Evidence for a dual functional role of a conserved histidine in RNA·DNA heteroduplex cleavage by human RNase H1.

Ribonuclease H1 is a conserved enzyme that cleaves the RNA strand of RNA·DNA heteroduplexes and has important functions in the nuclear and mitochondrial compartments. The therapeutic action of antisense oligodeoxynucleotides involves the recruitment of RNase H1 to cleave disease-relevant RNA targets. Recombinant human (Hs) RNase H1 was purified from a bacterial expression host, and conditions were identified that provided optimal oligonucleotide-directed RNA cleavage in vitro. Hs-RNase H1 exhibits optimal catalytic activity in pH 7.5 HEPES buffer and a salt (KCl) concentration of ~ 100-150 mm. Mg(2+) best supports Hs-RNase H1 with an optimal concentration of 10 mm, but at higher concentrations inhibits enzyme activity. Mn(2+) and Co(2+) also support catalytic activity, while Ni(2+) and Zn(2+) exhibit only modest activities as cofactors. The optimized assay was used to show that an antisense oligonucleotide, added in substoichiometric amounts to initiate RNA cleavage, supports up to 30 rounds of reaction in 30 min.

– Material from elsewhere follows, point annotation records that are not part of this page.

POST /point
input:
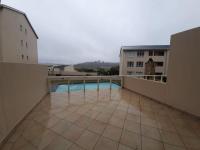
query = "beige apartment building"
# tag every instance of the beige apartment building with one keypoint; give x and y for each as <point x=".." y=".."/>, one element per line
<point x="133" y="59"/>
<point x="18" y="39"/>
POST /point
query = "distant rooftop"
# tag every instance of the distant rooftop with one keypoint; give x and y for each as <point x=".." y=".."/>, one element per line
<point x="20" y="12"/>
<point x="145" y="47"/>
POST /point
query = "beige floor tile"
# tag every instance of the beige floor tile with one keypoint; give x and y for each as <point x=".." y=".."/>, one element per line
<point x="106" y="144"/>
<point x="149" y="121"/>
<point x="120" y="114"/>
<point x="112" y="132"/>
<point x="172" y="147"/>
<point x="61" y="126"/>
<point x="191" y="142"/>
<point x="131" y="139"/>
<point x="118" y="122"/>
<point x="132" y="126"/>
<point x="75" y="147"/>
<point x="135" y="118"/>
<point x="92" y="114"/>
<point x="97" y="126"/>
<point x="186" y="131"/>
<point x="103" y="117"/>
<point x="58" y="143"/>
<point x="20" y="142"/>
<point x="123" y="147"/>
<point x="72" y="117"/>
<point x="151" y="132"/>
<point x="88" y="140"/>
<point x="61" y="118"/>
<point x="171" y="138"/>
<point x="150" y="144"/>
<point x="73" y="133"/>
<point x="7" y="146"/>
<point x="43" y="140"/>
<point x="83" y="121"/>
<point x="50" y="121"/>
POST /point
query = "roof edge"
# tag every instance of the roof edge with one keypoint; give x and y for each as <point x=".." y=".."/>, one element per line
<point x="21" y="12"/>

Mutation to alanine of the conserved histidine at position 264 causes an ~ 100-fold decrease in k(cat) under multiple-turnover conditions, but does not alter K(m) . Under single-turnover conditions, the H264A mutant exhibits a 12-fold higher exponential time constant for substrate cleavage. The defective activity of the H264A mutant is not rescued in either assay condition by higher Mg(2+) concentrations. These data implicate the H264 side chain in phosphodiester hydrolysis as well as in product release, and are consistent with a proposed model in which the H264 side chain interacts with a divalent metal ion to support catalysis.